Though not a central focus of our study, women and those who had higher levels of depressive symptoms trended toward having more dysregulated cortisol profiles, characterized by significantly lower log-cortisol levels at wake and somewhat flatter diurnal slopes. However, differences in diurnal slope for gender and HRSD scores were not statistically significant.

Subsidiary Analysis

Given the unexpected finding that bereavement, but not necessarily elevated PGD symptoms, was the strongest predictor of participants’ log-cortisol patterns, an unplanned subsidiary analysis was performed to aid in the interpretation of this surprising result. Specifically, a multilevel modeling analysis was performed with the subset of 24 individuals who reported “actively grieving” the loss of a loved one. In this analysis, we examined the impact of three independent variables (as well as all possible two-way interactions between these independent variables) on log-cortisol at wake and its diurnal slope. Specifically, PGD symptoms were included as a continuous variable (created by summing PG-13 items), given evidence that these symptoms may be best conceptualized as dimensional rather than categorical (Holland, Neimeyer, Boelen, & Prigerson, 2009). In addition, because there was a fair amount of variability in the sample in terms of relationship with the deceased and time since loss, these variables were also included. Relationship with the deceased was dichotomized to distinguish between those who lost a spouse/partner and those who lost another type of relationship.

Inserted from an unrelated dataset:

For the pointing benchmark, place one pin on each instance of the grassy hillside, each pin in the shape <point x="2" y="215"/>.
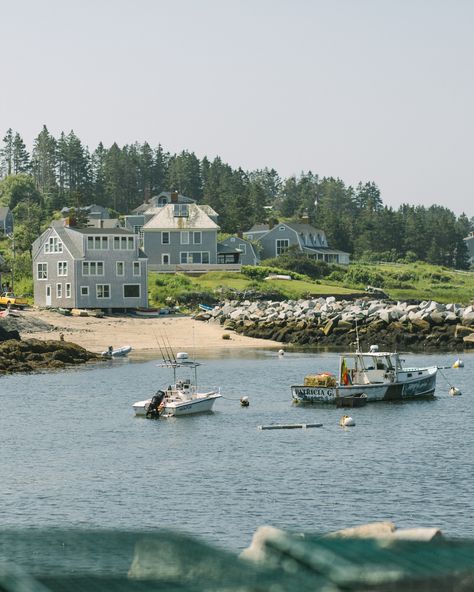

Overall, a significant interaction effect between relationship with the deceased and time since loss was found, whereby individuals who more recently lost a spouse had greater cortisol dysregulation, characterized by significantly lower log-cortisol levels at wake (coefficient = −.016, p = .011) and somewhat flatter diurnal slopes (coefficient = .001, p = .113). PGD symptoms (both as a main effect and interaction term with other variables) did not significantly predict log-cortisol in this analysis.

Discussion

Consistent with our hypothesis, the bereaved older adults in this study tended to have more dysregulated cortisol patterns, and this finding fits with previous research on HPA-axis functioning among bereaved individuals and other chronically stressed populations (Miller et al., 2007; Stroebe et al., 2007). Surprisingly, PGD symptoms appeared to be a relatively weak predictor of cortisol, regardless of whether it was conceptualized as a categorical or continuous variable. Taken together, these findings suggest that there may be something about the circumstance of being bereaved that puts older adults at-risk for cortisol dysregulation, even though the severity of grief symptoms may play little role.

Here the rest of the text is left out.